The semiconductor industry is currently considering the use of thin films of various metals for a variety of applications. Many organometallic complexes have been evaluated as potential precursors for the formation of these thin films. A need exists in the industry for developing new compounds and for exploring their potential as chemical vapor deposition precursors for film depositions.
For chemical vapor deposition and atomic layer deposition applications, a variety of precursors (amides, alkoxides, and chlorides) exist for a variety of elements (e.g., titanium, hafnium, and tantalum). The chemistry of these materials is dominated mainly by homoleptic systems, or complexes with ligand sets made up of one or more identical ligands, for example, tetrakis(dimethylamino)titanium or tetrakis(ethylmethylamino)hafnium. In contrast, heteroleptic systems for this type of material would consist of two or more different ligands, for example, bis(dimethylamino)bis(ethylmethylamino)-hafnium.

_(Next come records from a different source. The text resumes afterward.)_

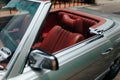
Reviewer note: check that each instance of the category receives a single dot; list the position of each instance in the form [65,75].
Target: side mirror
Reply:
[41,60]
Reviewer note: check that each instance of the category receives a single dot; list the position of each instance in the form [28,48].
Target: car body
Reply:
[31,34]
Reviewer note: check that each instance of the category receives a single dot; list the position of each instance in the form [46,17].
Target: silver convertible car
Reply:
[37,43]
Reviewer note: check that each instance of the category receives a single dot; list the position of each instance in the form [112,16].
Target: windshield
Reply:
[15,18]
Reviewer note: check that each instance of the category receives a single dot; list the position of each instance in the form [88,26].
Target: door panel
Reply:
[84,63]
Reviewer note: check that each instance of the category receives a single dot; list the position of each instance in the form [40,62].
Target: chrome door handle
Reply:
[107,51]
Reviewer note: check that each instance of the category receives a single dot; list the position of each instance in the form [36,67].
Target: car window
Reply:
[14,21]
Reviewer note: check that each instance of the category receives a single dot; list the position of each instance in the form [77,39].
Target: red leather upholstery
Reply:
[58,38]
[74,25]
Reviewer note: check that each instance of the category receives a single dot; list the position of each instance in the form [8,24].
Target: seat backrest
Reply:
[58,38]
[74,25]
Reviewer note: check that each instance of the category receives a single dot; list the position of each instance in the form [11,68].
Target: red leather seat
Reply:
[74,25]
[58,38]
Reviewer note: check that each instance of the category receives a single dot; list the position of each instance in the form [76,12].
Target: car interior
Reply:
[63,28]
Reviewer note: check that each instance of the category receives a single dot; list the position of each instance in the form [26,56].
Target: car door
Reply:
[84,62]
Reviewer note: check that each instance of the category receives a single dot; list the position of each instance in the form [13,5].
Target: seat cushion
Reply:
[58,38]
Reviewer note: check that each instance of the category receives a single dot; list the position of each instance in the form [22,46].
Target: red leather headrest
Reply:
[58,38]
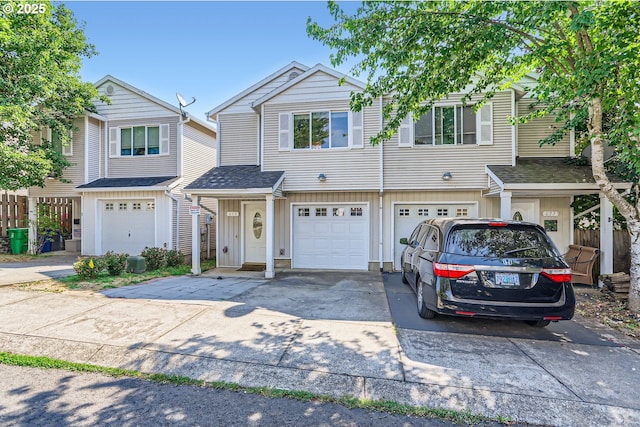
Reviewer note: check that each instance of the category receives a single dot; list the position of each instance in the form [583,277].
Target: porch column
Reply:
[195,235]
[269,272]
[505,204]
[606,236]
[32,209]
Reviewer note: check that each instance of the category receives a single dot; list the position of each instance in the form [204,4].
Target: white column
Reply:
[33,218]
[195,236]
[606,236]
[269,272]
[505,204]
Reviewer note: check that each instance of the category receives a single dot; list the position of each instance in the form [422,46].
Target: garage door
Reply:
[128,225]
[406,217]
[331,236]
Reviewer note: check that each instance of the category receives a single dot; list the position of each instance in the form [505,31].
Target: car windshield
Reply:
[513,241]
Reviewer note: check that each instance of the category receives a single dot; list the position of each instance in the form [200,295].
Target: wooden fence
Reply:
[621,242]
[13,213]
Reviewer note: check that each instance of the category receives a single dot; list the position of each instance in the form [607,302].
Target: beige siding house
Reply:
[130,161]
[300,186]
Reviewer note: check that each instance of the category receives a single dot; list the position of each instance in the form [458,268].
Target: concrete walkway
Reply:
[328,333]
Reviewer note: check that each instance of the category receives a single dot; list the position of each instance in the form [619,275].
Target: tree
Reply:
[585,55]
[41,47]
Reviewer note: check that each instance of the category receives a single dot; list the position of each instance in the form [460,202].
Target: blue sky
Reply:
[210,50]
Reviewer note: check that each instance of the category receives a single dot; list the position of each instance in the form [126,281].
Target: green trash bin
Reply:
[19,240]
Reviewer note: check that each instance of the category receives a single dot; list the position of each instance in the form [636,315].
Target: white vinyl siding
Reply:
[345,169]
[238,135]
[422,166]
[74,173]
[147,165]
[530,134]
[126,104]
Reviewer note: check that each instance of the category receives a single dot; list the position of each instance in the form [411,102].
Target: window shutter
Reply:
[356,129]
[164,140]
[67,149]
[285,132]
[484,122]
[405,133]
[114,142]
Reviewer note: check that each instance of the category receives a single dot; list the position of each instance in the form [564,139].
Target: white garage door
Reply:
[331,236]
[407,217]
[128,225]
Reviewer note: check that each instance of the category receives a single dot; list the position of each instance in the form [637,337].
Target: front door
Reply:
[255,248]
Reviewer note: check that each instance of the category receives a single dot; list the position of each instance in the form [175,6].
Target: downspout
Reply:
[380,197]
[86,148]
[177,200]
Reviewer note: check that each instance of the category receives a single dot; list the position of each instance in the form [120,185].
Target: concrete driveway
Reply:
[41,268]
[332,333]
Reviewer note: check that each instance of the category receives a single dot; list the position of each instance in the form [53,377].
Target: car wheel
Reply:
[423,311]
[538,323]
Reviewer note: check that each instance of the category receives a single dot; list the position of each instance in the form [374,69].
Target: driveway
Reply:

Materials with heteroleptic ligands within the same family can be difficult to prepare and purify. The difficulty in preparing and purifying these heteroleptic systems stems from their rapid reactivity, ligand exchange potential, and similar vapor pressures. For example, combining 2 equivalents of amide ‘A1’ with HfCl4 will typically not lead to exclusively Hf(A1)2(Cl)2, but instead will lead to a range of statistically distributed Hf(A1)x(Cl)4-x species (where x=0-4). Therefore, even if a second amide ‘A2’ is added well after the first, a mixture of compounds of the formula Hf(A1)x(A2)4-x (where x=0-4) will result. These compounds, due to their similarity, are difficult to isolate cleanly, even by distillation.
In developing methods for forming thin films by chemical vapor deposition or atomic layer deposition methods, a need continues to exist for precursors that preferably are liquid at room temperature, have adequate vapor pressure, have appropriate thermal stability (i.e., for chemical vapor deposition will decompose on the heated substrate but not during delivery, and for atomic layer deposition will not decompose thermally but will react when exposed to co-reactant), can form uniform films, and will leave behind very little, if any, undesired impurities (e.g., halides, carbon, etc.). Therefore, a need continues to exist for developing new compounds and for exploring their potential as chemical vapor and atomic layer deposition precursors for film depositions. It would therefore be desirable in the art to provide precursors that possess some, or preferably all, of the above characteristics.